Jonas kills the officers guarding Mike Dodd, impersonates a cop to get to him, and later kills Mike with a bomb outside the police station. He then storms the station itself, kills several officers including McKay's superior, and shoots Sydney in the leg while chasing her and Allan through the building. Allan hides Sydney and faces Jonas alone, ultimately killing him and ending the spree.

Police arrive to find Allan and Sydney beside Jonas's body. Sydney is taken to the hospital, and Allan is cleared of all charges once authorities conclude he was manipulated and coerced throughout the ordeal. The film ends with Allan and Sydney reunited, having survived.

==Cast==
- Cuba Gooding Jr. as Jonas Arbor
- Cole Hauser as Allan Campbell
- Jonathan LaPaglia as Detective Neil McKay
- Ginny Weirick as Sydney Campbell
- Sean Cook as Brian Felzner
- Drew Waters as Mike Dodd
- Michael Papajohn as Agent Drake Ford
- Brandon O'Neill as Dom Estacado
- J.P. O'Shaughnessy as Lieutenant Ben Harp
- David Andriole as Detective Ray Lowery
- Harrison Seaborn also as Jail Inmate #3
- Sonny Puzikas as FBI Special Agent Keith Klein

==Production==
Actor Christian Slater, who also starred with Cuba Gooding Jr. in Lies & Illusions as well as Sacrifice, was originally rumored to play the part of Allan Campbell. Slater co-starred with Hauser in the film Shadows of the White Nights.
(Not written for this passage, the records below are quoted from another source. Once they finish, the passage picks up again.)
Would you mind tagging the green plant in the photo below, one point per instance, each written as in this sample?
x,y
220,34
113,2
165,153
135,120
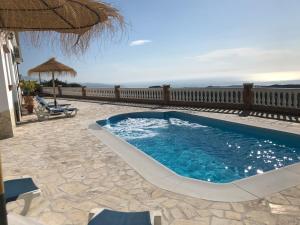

The writers of Hero Wanted, and also starring Cuba Gooding, Jr., penned the screenplay, while several of the producers of Hero Wanted, End Game, and Wrong Turn at Tahoe produced.

Director William Kaufman of the 2005 indie action thriller The Prodigy was chosen to direct.

Filming took place in Spokane, Washington in early 2010. The local police in Spokane refused to officially participate in the film's production because of the film's depiction of violence toward police officers. This is due to the 2009 shooting of Lakewood, Washington, police officers, which occurred two months before principal photography began.

==Home media==
DVD was released in Region 2 in the United Kingdom on 9 May 2011, and also Region 1 in the United States on May 10, 2011, it was distributed by Sony Pictures Home Entertainment.